Even though I was wearing practically nothing, I started to feel really hot. Like, volcano-hot. “Guys, we need to get out of here.”
“Fred, what’s going on?” Ben asked.
I held up two rather ugly but apparently priceless gold swan rings. “My dad was watching something about these on the news.”
“Fred, what are you talking about?”
“Guys, I think we may have broken into a boat owned by a jewel thief. A jewel thief who owns a gun!”
The information seemed to hang in the air for a moment before they fully took it in. Then Charlie began rocking faster and Ben ran around in tiny circles muttering unhelpful things like, “Oh my oh my oh my oh my. They’re going to kill us. I’m too young to die.”
All the rocking and running did not help my own stress levels, and when Ben grabbed hold of my arms and said, “Fred, what do we do? Think of something,” all I could think to say was, “Do you know a male swan is called a cob and a female swan is called a pen and mute swans have a top speed of fifty-five miles an hour?”
Charlie stopped rocking. Then he and Ben looked at me with these bewildered expressions until Ben said, “What the actual hell, Fred?”
“Sorry—I don’t know why I said that.”
“Well, let’s make like a swan and leave, like, now,” Ben said.
Charlie pulled himself to his feet and then said, “Hang on—in our underpants?”
“You want to wait for the owner of that gun to come back?”
Charlie shook his head.
“Didn’t think so. Come on, let’s go.”
We fled Llywelyn-the-Now-Slightly-Less-Great in our damp shoes and underpants, sprinting out of the broken front door into the gray morning light. I cleared the gap between the boat and the dock the first try. I think the extra injection of fear propelled me across the distance. We pounded along the dock with no clue where we were headed, just as long as we were away from the boat . . . and the gun.

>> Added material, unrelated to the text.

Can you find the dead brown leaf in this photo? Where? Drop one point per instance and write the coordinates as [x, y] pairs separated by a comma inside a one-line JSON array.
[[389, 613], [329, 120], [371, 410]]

We found ourselves back in the park. Ben stopped first and pulled me and Charlie behind this great big bush that, while providing excellent cover, was super prickly. The park was deserted—the stage was still there, but the booths were closed. People wouldn’t be arriving for the festival until around ten o’clock, when the scarecrow competition judging began.
“What are we going to do now?” Charlie asked. “Do you think we should go to the police? Tell them what we’ve found?”
Ben did not like that idea. “Can you imagine how much trouble we’d be in? We could end up with a criminal record. Or worse.”
“Do you mean prison?” I asked.
“I dunno, maybe. We did break and enter and Charlie’s also an arsonist, so it’s a possibility.”
“Okay, so no going to the police, agreed?” I looked at them both and they nodded.
“I think we need to get out of Barry,” Ben said.
Ben was absolutely right. I was ready to get as far away from Barry as possible, but there was a problem. “If we get on a bus in only our underwear, people will ask questions.”
“We need to find some clothes,” Charlie said.
“You think?” Ben snapped a little uncharitably. “Where are we going to get clothes at five in the morning?”
It was a good question.
Sometimes there are good questions that are easy to answer, like How many people live on Earth? (There’s around 7.8 billion, by the way.) Sometimes there are good questions that are tricky to answer, like Which animal would be the cutest if it was shrunk down to the size of a mouse? (I mean, how do you even start?) And then there are good questions that seem impossible to answer, but the solution sort of jumps out at you from nowhere. And this was that type of good question, because after Ben said, “Where are we going to get clothes at five in the morning?” I said, “From there.”